I’ve been having feelings of distress. I’ve been feeling out of control. The noise in my head is sometimes unbearable. Seemingly insignificant things such as accidentally breaking a cup can throw me completely. I have been told that my body just needs to get used to it, which I sincerely hope is true.

For a long time I had been going along under the assumption that my brain is broken and that something isn’t right up there. But is this the case? Of course it could be but I’d rather believe that I am not damaged and that instead maybe it’s my environment that is.

That could just be wishful thinking on my part. I have now come to see that I live in an imperfect civilisation and that my brain hasn’t evolved to deal with the modern world so it’s not surprising that it struggles.

I recognise the intrusive images and words that I experience (as though they are injected into me) as part of my makeup. They can be distressing and at times I wonder if they really are my thoughts, feelings and desires. Over time I have come to realise that they are all mine – although that doesn’t mean for one second that I have to agree with them (that’s not as easy as it sounds).

I have been told not to look too far ahead; just to concentrate on the next few footsteps.
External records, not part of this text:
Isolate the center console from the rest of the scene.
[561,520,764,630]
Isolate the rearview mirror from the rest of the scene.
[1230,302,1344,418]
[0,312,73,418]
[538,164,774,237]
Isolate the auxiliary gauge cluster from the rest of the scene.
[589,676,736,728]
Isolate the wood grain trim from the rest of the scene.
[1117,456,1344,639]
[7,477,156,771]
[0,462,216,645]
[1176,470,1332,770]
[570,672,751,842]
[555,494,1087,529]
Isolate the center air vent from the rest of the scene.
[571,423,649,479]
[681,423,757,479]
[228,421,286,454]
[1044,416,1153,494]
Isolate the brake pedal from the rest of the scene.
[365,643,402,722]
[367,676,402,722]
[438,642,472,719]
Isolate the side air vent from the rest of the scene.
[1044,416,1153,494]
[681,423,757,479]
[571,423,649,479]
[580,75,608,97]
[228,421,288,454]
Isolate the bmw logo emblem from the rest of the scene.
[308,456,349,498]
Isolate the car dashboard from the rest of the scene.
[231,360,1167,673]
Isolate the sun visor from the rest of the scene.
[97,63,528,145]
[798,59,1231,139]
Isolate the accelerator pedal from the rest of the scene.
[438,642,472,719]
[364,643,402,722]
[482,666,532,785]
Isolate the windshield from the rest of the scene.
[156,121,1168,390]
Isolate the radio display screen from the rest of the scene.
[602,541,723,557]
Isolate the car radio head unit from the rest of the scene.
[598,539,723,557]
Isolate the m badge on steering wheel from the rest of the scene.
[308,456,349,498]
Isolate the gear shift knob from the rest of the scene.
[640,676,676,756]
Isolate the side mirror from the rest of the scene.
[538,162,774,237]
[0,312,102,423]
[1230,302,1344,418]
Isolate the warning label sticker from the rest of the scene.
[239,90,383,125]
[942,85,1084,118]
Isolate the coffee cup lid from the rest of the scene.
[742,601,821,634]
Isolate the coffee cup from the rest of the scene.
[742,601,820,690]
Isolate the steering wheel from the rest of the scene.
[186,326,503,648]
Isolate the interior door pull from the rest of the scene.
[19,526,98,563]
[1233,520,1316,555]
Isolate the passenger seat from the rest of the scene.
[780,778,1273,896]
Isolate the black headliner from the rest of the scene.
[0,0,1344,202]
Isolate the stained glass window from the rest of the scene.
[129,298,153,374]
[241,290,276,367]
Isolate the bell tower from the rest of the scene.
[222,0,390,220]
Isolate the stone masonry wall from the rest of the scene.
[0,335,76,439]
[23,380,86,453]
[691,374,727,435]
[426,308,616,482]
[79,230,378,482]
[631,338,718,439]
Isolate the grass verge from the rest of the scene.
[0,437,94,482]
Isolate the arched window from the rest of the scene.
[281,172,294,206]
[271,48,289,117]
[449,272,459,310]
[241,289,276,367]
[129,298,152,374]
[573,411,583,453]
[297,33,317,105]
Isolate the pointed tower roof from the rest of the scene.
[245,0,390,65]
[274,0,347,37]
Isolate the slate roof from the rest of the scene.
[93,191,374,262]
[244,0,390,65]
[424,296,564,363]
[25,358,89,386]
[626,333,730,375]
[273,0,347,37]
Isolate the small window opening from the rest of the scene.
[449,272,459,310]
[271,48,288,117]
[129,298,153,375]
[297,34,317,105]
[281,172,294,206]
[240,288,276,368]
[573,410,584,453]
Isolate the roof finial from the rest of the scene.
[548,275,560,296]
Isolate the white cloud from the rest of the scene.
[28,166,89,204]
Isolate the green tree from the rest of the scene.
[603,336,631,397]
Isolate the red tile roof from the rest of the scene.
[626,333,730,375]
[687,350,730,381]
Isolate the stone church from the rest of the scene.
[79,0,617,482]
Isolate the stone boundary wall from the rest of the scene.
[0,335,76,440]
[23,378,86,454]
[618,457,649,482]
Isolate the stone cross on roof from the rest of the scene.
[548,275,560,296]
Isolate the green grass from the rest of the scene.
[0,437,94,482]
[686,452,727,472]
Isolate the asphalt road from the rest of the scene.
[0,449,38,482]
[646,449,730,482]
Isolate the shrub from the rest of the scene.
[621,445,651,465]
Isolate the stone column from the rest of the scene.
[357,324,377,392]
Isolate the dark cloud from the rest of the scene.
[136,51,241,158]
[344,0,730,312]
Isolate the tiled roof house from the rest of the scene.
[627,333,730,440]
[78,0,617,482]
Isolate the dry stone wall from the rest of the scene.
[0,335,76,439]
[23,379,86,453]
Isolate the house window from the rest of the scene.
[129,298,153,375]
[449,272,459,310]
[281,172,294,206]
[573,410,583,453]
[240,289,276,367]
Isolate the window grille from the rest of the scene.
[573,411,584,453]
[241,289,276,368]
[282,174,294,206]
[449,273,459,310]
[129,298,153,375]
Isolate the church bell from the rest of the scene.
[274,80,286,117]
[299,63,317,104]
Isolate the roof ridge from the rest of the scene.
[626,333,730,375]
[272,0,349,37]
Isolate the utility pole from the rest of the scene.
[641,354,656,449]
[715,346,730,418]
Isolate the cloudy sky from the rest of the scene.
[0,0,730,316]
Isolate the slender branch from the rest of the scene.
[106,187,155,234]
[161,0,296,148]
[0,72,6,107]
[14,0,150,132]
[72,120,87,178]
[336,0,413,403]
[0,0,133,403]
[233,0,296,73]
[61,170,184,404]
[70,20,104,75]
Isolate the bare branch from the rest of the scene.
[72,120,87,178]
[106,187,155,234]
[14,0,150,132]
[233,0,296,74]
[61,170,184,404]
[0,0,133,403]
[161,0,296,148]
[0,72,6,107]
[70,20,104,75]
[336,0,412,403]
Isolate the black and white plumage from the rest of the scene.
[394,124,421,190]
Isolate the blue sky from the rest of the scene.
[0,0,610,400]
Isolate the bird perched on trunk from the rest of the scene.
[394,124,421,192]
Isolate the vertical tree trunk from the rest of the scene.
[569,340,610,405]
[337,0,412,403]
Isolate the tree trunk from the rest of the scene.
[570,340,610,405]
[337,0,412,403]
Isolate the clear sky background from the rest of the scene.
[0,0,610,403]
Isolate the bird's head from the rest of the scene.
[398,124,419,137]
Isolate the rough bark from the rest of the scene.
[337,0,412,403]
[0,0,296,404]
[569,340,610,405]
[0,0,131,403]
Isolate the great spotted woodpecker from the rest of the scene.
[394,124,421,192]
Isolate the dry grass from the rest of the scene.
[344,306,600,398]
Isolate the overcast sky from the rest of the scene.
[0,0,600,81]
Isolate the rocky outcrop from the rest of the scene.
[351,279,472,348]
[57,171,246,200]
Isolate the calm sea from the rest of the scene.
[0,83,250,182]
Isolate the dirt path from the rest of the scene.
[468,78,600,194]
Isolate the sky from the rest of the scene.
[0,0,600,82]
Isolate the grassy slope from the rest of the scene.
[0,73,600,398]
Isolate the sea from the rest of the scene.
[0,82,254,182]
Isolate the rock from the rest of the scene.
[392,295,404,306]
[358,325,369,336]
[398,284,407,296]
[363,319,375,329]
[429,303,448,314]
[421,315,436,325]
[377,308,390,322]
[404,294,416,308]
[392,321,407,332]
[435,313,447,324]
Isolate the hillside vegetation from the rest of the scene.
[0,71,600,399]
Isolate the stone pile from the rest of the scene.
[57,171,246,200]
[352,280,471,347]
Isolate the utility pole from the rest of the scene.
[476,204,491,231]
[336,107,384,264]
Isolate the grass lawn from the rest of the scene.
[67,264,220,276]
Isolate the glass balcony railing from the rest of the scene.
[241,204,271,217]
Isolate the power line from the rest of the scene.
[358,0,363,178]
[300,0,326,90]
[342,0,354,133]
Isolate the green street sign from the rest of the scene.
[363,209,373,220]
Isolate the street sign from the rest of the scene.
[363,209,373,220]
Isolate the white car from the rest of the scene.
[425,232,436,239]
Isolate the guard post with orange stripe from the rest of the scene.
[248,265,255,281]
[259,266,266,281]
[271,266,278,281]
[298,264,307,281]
I am still unable to work (even voluntarily for two hours a week) – especially now that I am dealing with my lower dose, which, as you can imagine is very frustrating. I see the people around me progressing whilst I stagnate. I have to remind myself that I am also progressing and that I shouldn’t measure myself by the rule of others.

I have been on a very long and difficult journey and it is important to keep telling myself that I have done well to get this far. I don’t know where my path will lead from now but I am hoping that the lower dose works out.